HMS Dalhousie (RIMS - what does this stand for) seems to spend most of its time in Basra. What does it do there?

Royal Indian Marine Ship (which she was until transferred to the RN on the outbreak of WW1).  At Basra she was the depot ship attached to the RN shore base, parenting smaller boats operating up-river in Mespot.

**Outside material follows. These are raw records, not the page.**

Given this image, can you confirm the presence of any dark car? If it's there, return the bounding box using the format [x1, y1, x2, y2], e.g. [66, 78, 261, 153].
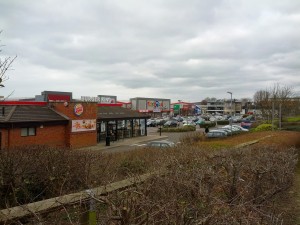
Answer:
[164, 120, 178, 127]
[241, 122, 252, 130]
[205, 130, 227, 138]
[147, 140, 175, 148]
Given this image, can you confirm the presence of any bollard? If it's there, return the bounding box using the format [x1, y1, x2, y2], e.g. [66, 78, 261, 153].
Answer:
[80, 190, 97, 225]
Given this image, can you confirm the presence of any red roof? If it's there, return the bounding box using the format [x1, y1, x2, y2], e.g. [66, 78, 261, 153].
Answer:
[48, 94, 70, 101]
[0, 101, 47, 106]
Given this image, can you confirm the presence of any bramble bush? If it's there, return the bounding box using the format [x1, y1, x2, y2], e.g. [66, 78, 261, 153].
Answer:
[253, 123, 277, 132]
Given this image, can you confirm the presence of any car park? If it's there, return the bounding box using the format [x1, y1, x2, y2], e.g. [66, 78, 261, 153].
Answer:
[232, 124, 249, 132]
[241, 122, 252, 129]
[164, 120, 179, 127]
[218, 127, 233, 136]
[147, 140, 175, 148]
[205, 130, 227, 138]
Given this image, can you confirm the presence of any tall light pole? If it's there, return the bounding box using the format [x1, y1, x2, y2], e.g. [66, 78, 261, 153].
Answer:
[227, 91, 232, 136]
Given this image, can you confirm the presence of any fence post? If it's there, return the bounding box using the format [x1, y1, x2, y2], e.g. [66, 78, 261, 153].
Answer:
[80, 190, 97, 225]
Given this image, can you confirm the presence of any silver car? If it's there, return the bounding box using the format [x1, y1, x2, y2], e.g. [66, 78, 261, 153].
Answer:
[206, 130, 227, 138]
[147, 140, 175, 148]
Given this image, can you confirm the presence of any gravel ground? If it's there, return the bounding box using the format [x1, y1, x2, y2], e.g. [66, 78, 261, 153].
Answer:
[147, 126, 204, 143]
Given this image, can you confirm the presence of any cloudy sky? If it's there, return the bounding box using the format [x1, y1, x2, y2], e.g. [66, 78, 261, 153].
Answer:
[0, 0, 300, 102]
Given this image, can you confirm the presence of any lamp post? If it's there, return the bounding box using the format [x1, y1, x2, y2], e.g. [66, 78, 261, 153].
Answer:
[227, 91, 232, 136]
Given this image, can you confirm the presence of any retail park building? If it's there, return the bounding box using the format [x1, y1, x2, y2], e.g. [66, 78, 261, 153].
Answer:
[0, 91, 175, 149]
[0, 91, 244, 149]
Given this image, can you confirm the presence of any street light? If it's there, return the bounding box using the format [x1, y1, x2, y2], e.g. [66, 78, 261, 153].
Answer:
[227, 91, 232, 136]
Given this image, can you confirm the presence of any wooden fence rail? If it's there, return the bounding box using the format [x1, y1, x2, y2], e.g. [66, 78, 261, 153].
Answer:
[0, 173, 157, 224]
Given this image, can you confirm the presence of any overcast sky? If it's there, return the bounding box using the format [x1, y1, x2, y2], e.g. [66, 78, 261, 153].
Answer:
[0, 0, 300, 102]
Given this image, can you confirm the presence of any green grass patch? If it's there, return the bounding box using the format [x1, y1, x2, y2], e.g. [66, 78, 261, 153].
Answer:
[287, 115, 300, 122]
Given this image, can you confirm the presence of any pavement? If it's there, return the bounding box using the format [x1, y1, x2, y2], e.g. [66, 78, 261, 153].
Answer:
[78, 127, 204, 152]
[78, 134, 169, 151]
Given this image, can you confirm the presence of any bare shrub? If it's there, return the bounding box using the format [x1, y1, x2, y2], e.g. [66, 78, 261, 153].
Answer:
[94, 147, 297, 225]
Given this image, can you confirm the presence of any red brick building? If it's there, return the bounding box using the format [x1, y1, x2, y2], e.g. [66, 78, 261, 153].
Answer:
[0, 101, 148, 149]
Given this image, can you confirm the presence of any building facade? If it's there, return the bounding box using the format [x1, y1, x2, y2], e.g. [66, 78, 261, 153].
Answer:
[0, 92, 149, 149]
[130, 97, 171, 117]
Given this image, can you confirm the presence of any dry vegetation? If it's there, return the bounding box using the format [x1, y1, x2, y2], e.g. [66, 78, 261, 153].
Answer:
[0, 131, 300, 225]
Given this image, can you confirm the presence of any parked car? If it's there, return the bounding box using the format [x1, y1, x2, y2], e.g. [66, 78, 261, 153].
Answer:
[206, 130, 227, 138]
[147, 119, 156, 127]
[222, 125, 241, 134]
[218, 127, 233, 136]
[232, 124, 249, 132]
[196, 118, 205, 125]
[183, 121, 196, 126]
[147, 140, 175, 148]
[241, 122, 252, 129]
[164, 120, 179, 127]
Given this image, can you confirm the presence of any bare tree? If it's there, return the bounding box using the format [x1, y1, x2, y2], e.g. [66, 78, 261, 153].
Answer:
[254, 83, 299, 120]
[0, 31, 17, 87]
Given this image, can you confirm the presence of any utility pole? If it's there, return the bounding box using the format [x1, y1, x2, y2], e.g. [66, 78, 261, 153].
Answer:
[227, 91, 232, 136]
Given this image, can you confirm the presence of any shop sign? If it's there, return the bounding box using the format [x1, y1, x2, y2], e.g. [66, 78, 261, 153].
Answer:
[173, 105, 180, 111]
[74, 103, 83, 116]
[72, 119, 96, 132]
[139, 109, 149, 112]
[98, 95, 117, 104]
[81, 96, 100, 102]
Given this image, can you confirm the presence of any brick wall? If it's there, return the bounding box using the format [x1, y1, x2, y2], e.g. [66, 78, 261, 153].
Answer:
[52, 102, 97, 148]
[1, 125, 66, 148]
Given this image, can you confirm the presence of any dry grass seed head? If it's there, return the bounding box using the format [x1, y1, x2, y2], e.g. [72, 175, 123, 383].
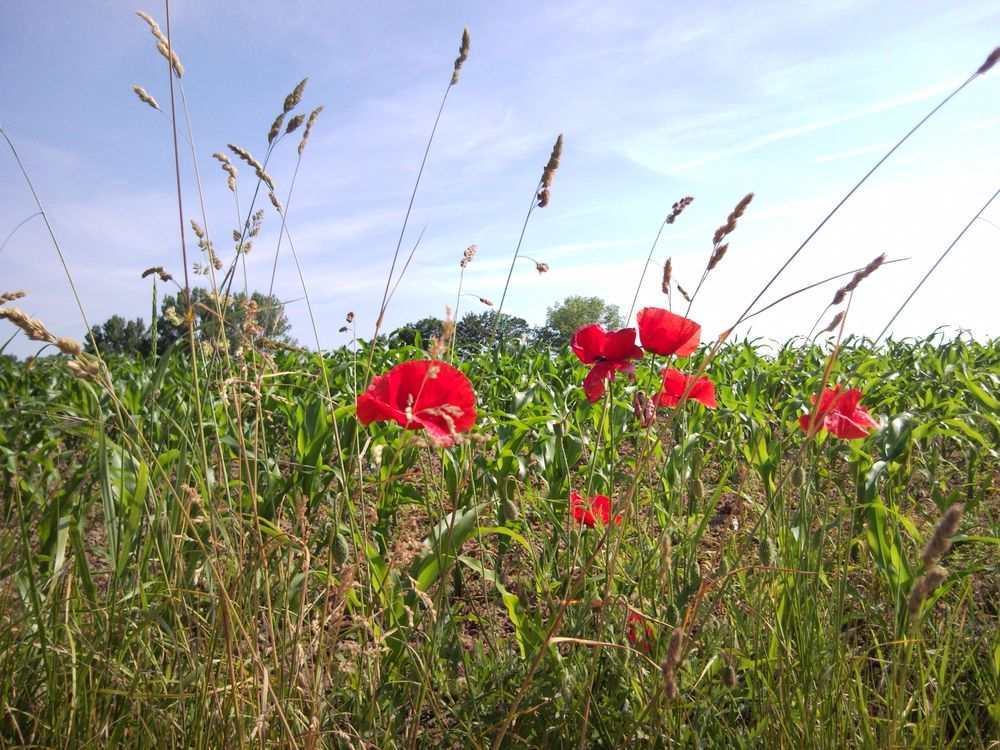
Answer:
[132, 85, 160, 109]
[267, 112, 285, 143]
[226, 143, 264, 172]
[976, 47, 1000, 76]
[666, 195, 694, 224]
[451, 29, 472, 86]
[142, 266, 174, 282]
[906, 566, 948, 617]
[281, 78, 309, 117]
[708, 242, 729, 271]
[542, 133, 562, 187]
[712, 193, 753, 245]
[285, 115, 306, 135]
[299, 106, 323, 156]
[0, 307, 56, 344]
[256, 169, 274, 193]
[844, 253, 885, 292]
[156, 39, 184, 78]
[427, 308, 456, 362]
[920, 503, 965, 568]
[135, 10, 167, 44]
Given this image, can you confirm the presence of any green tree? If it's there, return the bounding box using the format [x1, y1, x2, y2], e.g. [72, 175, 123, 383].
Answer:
[536, 295, 623, 346]
[392, 317, 444, 346]
[86, 315, 150, 357]
[455, 310, 532, 354]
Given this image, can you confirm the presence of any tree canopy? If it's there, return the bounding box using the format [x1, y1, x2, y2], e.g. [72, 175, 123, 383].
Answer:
[87, 287, 292, 357]
[538, 295, 623, 346]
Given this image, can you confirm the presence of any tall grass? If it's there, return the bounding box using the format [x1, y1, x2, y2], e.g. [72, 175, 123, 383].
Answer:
[0, 14, 1000, 748]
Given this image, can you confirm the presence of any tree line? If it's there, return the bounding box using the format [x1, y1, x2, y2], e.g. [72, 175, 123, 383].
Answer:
[86, 288, 623, 357]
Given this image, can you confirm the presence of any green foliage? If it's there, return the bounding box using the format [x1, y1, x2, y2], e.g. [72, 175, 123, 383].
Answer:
[455, 310, 531, 355]
[538, 295, 624, 346]
[390, 318, 444, 347]
[86, 315, 150, 357]
[0, 332, 1000, 747]
[157, 287, 294, 351]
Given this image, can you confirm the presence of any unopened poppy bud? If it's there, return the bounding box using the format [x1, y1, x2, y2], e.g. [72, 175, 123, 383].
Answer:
[757, 539, 778, 567]
[691, 477, 705, 500]
[667, 602, 681, 625]
[722, 664, 739, 688]
[331, 533, 350, 565]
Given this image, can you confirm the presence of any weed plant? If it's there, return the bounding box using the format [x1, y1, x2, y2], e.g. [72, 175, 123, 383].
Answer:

51 minutes ago, Mike Coombs said:

there is another link "for a list of all 142 ships met by R.I.M.S. Dalhousie in the period covered by the log books August 1916 to December 1918". In what capacity was Dalhousie meeting these ships

I think the transcriber actually just means to list the ships which are mentioned in the DALHOUSIE log entries. Nothing more.

51 minutes ago, Mike Coombs said:

Any idea what 9 Mess is?

No.

51 minutes ago, Mike Coombs said:

Where did you find the records of the Accountant General of the Navy?

Embedded in the Admiralty records at Kew and very unlikely to be of any interest in this case.

51 minutes ago, Mike Coombs said:

what would George's responsibilities have been?

He was a skilled man working on machinery. Google 'Engine Room Artificer' - e,g, Wikipedia -https://en.wikipedia.org/wiki/Engine_room_artificer.

51 minutes ago, Mike Coombs said:

Unfortunately, Dalhousie's log starts 4 months after George joined the ship. Will there be earlier logs? 

https://discovery.nationalarchives.gov.uk/results/r?_nq1=dalhousie&_cr=adm 53&_dss=range&_ro=any&_srt=3&_st=adv&_ps=60  From July 1916 but cannot be downloaded.

51 minutes ago, Mike Coombs said:

the log for Vita starts in 1919 so too late.